Cognizant Technologies’ third quarter numbers have beaten the Street expectation, but many were disappointed with the firm’s fourth quarter expectation. The growth outlook has gone up from 26 per cent at the beginning of the year to 33 per cent for the fourth quarter (earlier 32 per cent). On a sequential basis the company has guided for 3.7 per cent growth. The disappointment was evident on the firm’s stock price.
Cognizant’s share price on Nasdaq at yesterday’s close at $69.92 was down 1.41 per cent from the previous close. During intra-day trading the share price hit a low of 67.77 per share, down 4.4 per cent from the previous close.
An Edelweiss report said that the company’s guidance was disappointing. “The guidance indicates 2.8 per cent Q-o-Q growth in organic revenues which is the lowest Q-o-Q growth in the last seven quarters. This despite a bullish commentary,” said Research Analyst Ganesh Duvvuri, Kunak Sangoi and Omkar Hadkar of Edelweiss Securities.
“Implied revenue growth guidance for 4Q is for 3.7 per cent q-q (vs Infosys’ guidance of 3.2-5.4 per cent and Wipro’s guidance of 2-4 per cent q-q). In our view this indicates no change in expectations for 4Q vs earlier. Cognizant’s 3Q results corroborate what has been seen at other Tier 1 IT players: demand continues to be resilient and FY11 IT spending is on track,” said Nomura Equity Research’s Ashwin Shah and Pappu Pappan in their note.

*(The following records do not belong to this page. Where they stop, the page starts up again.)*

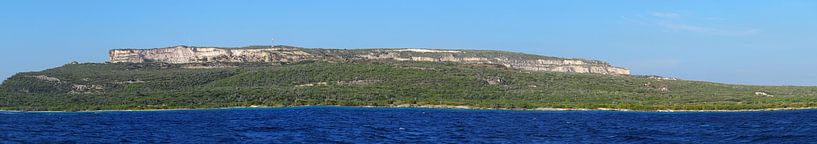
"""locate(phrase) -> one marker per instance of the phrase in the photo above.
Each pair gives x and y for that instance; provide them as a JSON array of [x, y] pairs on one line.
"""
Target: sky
[[754, 42]]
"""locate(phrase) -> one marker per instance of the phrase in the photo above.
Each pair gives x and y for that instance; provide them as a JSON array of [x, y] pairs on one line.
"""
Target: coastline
[[424, 106]]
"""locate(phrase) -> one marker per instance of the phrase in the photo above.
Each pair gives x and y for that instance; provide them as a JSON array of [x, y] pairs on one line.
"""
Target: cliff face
[[184, 54]]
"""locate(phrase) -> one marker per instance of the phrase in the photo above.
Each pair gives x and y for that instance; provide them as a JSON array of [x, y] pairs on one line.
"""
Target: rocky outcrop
[[185, 54]]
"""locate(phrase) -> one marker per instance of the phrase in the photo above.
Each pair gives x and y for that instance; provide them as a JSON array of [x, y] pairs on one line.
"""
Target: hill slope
[[371, 83]]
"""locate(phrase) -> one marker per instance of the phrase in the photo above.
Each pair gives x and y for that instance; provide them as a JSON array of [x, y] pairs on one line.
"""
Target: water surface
[[407, 125]]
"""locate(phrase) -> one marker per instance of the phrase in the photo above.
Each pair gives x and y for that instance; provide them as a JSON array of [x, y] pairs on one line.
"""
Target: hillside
[[289, 54], [368, 82]]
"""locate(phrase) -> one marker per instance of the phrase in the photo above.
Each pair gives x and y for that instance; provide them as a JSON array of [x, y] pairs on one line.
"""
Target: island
[[187, 77]]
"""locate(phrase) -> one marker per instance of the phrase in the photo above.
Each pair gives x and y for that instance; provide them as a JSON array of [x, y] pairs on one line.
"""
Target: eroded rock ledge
[[187, 54]]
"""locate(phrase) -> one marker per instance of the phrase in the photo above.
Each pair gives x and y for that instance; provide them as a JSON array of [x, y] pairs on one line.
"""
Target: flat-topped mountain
[[187, 54], [198, 77]]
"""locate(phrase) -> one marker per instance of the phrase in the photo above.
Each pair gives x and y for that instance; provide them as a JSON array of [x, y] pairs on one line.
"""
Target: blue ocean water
[[406, 125]]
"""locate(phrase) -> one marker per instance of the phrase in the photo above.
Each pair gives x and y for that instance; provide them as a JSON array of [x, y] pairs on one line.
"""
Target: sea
[[323, 124]]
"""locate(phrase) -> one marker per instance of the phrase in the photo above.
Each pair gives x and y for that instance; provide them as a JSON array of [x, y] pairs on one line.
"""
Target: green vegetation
[[76, 87]]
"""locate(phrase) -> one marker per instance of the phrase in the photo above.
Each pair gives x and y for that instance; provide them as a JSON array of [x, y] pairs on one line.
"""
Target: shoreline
[[426, 106]]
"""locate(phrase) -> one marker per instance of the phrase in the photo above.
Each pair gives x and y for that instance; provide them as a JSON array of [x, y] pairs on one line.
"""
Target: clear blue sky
[[730, 41]]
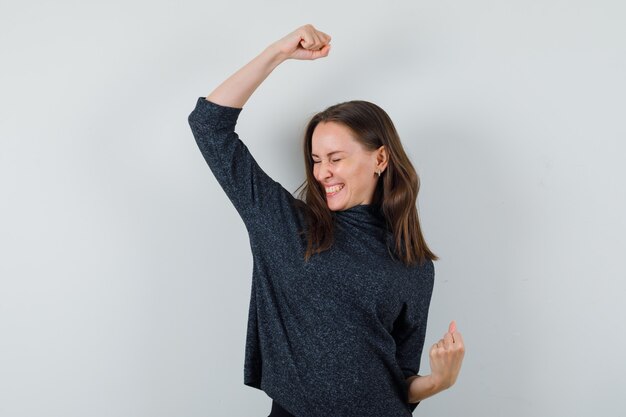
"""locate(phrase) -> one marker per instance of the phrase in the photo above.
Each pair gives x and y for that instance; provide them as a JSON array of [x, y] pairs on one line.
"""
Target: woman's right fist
[[306, 42]]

The company however, does not read much into either the tepid rise in guidance or the growing uncertainty in its major markets. “We should not look at any quarter in isolation. We have had three fantastic quarters of growth. With a back to back high growth, you might have one quarter a bit slow. But if you look at our full year guidance it is way ahead of what our peers have guided for. We are much more stronger as a company and reached a maturity that is making us more confident,” said R Chandrasekaran, President and Managing Director, Global Delivery, Cognizant.
Indian analyst tracking the firm, while maintained that while Cognizant’s revenue growth for the quarter has been better than Indian peers --Tata Consultancy Services, Infosys and Wipro--but in terms of management comments and outlook they are similar to their peers in India.

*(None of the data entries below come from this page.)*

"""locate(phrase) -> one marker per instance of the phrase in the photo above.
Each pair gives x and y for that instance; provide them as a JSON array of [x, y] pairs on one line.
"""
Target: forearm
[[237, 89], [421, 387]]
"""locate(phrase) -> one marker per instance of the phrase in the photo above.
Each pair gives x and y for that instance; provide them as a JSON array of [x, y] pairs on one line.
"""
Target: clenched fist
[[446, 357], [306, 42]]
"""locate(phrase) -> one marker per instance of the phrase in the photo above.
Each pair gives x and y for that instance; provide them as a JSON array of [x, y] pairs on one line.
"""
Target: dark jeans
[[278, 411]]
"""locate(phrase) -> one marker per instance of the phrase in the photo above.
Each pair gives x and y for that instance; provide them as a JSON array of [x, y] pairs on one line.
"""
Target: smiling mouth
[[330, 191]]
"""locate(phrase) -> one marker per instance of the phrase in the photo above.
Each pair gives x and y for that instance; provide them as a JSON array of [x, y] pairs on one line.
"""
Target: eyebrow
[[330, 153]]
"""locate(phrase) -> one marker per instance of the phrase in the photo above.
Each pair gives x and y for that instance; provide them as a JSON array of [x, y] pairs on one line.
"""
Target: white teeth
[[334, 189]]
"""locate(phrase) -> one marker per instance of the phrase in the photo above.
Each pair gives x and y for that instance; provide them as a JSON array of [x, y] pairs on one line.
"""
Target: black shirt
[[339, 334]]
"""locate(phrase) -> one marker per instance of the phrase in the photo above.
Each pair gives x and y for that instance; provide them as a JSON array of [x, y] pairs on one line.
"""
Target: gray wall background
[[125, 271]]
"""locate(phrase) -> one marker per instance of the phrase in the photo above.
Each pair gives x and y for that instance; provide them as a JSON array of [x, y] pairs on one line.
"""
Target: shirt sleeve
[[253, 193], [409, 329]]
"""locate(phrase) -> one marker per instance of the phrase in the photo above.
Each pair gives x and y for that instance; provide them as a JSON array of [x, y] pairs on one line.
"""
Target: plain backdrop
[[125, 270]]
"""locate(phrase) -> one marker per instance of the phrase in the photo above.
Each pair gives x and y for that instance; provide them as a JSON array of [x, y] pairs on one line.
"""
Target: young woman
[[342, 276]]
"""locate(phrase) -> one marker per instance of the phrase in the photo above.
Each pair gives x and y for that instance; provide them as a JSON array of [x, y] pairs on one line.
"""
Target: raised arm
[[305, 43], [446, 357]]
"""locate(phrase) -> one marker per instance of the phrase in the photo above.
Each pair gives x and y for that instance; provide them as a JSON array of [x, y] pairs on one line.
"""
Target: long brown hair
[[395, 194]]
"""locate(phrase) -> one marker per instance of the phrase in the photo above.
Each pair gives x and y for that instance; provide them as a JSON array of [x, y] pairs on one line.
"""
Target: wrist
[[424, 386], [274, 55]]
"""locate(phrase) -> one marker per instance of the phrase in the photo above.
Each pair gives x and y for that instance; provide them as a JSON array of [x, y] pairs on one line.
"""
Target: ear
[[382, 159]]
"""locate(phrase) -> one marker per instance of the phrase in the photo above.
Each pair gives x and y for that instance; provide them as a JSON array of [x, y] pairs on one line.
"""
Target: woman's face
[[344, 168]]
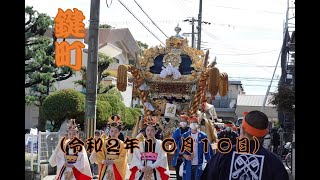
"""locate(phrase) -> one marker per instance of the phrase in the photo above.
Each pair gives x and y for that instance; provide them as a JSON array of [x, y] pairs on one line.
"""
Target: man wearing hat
[[257, 163], [177, 134], [228, 132], [192, 169]]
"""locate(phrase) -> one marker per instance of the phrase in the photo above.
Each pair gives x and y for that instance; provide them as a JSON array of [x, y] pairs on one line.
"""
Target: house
[[116, 43], [247, 103]]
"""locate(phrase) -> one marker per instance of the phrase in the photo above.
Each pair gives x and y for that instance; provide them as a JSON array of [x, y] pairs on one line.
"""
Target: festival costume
[[156, 158], [116, 171], [80, 161], [259, 163]]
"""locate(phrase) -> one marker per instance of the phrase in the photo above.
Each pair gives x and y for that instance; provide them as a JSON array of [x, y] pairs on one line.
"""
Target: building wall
[[226, 106]]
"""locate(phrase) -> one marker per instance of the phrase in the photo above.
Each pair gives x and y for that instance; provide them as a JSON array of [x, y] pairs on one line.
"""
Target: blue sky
[[245, 36]]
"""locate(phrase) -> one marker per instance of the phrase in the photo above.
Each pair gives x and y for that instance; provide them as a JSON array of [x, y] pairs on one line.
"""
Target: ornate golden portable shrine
[[172, 80]]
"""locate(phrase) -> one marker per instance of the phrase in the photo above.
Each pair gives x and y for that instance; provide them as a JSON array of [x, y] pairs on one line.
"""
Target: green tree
[[40, 69], [105, 26], [62, 105]]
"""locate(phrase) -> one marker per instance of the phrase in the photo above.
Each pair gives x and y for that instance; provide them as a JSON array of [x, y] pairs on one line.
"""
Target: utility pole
[[199, 25], [92, 70]]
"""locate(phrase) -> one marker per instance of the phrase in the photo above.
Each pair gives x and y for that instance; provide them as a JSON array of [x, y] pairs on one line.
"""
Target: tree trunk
[[41, 120]]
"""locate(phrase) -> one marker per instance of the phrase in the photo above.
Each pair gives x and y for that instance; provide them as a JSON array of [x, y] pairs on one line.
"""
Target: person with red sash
[[112, 159], [149, 161], [176, 135], [250, 160], [201, 152], [71, 164]]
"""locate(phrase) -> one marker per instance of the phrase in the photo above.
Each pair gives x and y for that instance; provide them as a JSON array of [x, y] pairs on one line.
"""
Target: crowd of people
[[193, 157]]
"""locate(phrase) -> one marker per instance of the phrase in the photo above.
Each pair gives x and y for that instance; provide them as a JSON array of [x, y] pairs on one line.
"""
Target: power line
[[140, 22], [247, 54], [235, 8], [150, 18]]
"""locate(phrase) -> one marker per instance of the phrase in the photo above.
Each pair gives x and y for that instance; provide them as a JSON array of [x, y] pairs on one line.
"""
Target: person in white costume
[[149, 161], [71, 165]]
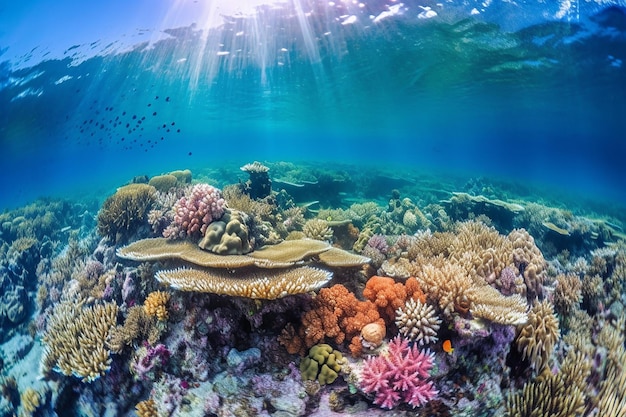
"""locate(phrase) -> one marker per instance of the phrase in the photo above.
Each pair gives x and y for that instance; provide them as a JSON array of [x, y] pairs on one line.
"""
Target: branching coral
[[125, 210], [336, 315], [75, 340], [195, 211], [156, 305], [399, 375], [554, 395], [418, 322], [389, 295], [537, 338]]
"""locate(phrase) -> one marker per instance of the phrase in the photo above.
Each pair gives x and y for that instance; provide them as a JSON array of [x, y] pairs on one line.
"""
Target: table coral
[[399, 375]]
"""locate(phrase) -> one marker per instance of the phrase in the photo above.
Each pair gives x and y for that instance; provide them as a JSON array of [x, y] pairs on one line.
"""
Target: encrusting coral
[[75, 340], [537, 338]]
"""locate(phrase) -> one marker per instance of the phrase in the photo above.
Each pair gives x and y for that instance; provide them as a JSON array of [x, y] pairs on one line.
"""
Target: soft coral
[[400, 375]]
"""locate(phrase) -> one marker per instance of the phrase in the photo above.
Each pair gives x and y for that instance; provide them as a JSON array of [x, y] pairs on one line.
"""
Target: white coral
[[418, 321]]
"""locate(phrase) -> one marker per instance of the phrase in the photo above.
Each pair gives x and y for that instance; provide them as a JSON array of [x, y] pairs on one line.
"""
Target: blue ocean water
[[531, 92]]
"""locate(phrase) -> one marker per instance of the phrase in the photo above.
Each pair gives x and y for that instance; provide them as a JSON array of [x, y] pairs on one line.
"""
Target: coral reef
[[323, 363], [399, 375], [75, 340], [201, 205], [418, 322], [125, 211]]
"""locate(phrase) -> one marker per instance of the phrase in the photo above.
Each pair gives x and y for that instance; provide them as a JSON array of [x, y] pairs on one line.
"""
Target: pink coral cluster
[[195, 211], [400, 375]]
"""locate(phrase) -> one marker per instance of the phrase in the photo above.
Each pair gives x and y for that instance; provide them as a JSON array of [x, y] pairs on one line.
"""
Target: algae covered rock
[[323, 364]]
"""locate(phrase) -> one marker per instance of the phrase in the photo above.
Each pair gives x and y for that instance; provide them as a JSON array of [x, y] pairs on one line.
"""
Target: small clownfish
[[447, 346]]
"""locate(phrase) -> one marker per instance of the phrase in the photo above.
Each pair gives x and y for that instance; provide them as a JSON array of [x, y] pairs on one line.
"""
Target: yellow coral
[[30, 400], [538, 337], [553, 395], [75, 339], [146, 408], [155, 305]]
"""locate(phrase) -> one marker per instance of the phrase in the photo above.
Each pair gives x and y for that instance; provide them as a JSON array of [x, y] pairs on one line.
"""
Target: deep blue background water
[[509, 92]]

“I think going ahead the slower pace of growth of Cognizant will mean that the premium difference it received vis-a-vis TCS and Infosys will shrink. Going ahead we think their revenue growth will be comparable,” said an analyst on condition of anonymity.
Meanwhile, Cognizant’s trail blazing third quarter numbers does seem to have taken it way ahead of other IT peers. The sequential volume growth of 8.5 per cent for Cognizant is way ahead of TCS (6.25 per cent), Infosys (4.5 per cent) and Wipro (6 per cent). Add to this, the Q3 was also one of the quarters when its incremental revenue were over $100 million.
Like Infosys, Cognizant too believes that the slowdown in Europe is an opportunity. “We recently had a customer conference in Europe. Given that these firms are under pressure there is a renewed interest among clients to look at offshore. Moreover, they are also looking at beyond traditional application outsourcing, they are also looking at BPO, Infrastructure outsourcing. So we think Europe despite all its challenges will prove to be a good market for us. We have hence taken all our other services lines,” added Chandrasekaran. During the analyst call the company said that they have seen a push towards offshoring across geographies. The firms offshore-onsite ratio is 79:21.
The biggest positive for the company was a price increase of four to five per cent due to price negotiations it did in 2010. “We think pricing will be flat in 2012 with an upward bias. But it is still too early to comment on that. On budgets we remain positive depending on the demand we are seeing as of now,” said Chandrasekaran.
Analyst believe some of the reasons for Cognizant to have a better results to Indian peers is due to its business models. Such as the focus of the company to keep its margins in the range of 19-20 per cent and re-investing the rest into the business. “The other thing that is working for them is the client centric model. The investments has gone into people, account management and clients. This is what is bearing fruit now. Going ahead capabilities like delivery, offshore presence will become hygiene. What is going to make difference is relationship that vendors share with clients, the ability to take risks and investments in new technologies,” said Vikash Jain, Partner, Everest Group.
Chandrasekaran, while did say that the company has been able to increase its share of revenue from outcome based pricing, but did not share the exact percentage. “It derives 31 per cent revenues from fixed price projects compared to at least 40 per cent for the tier-1 Indian IT companies,” said the Edelweiss report.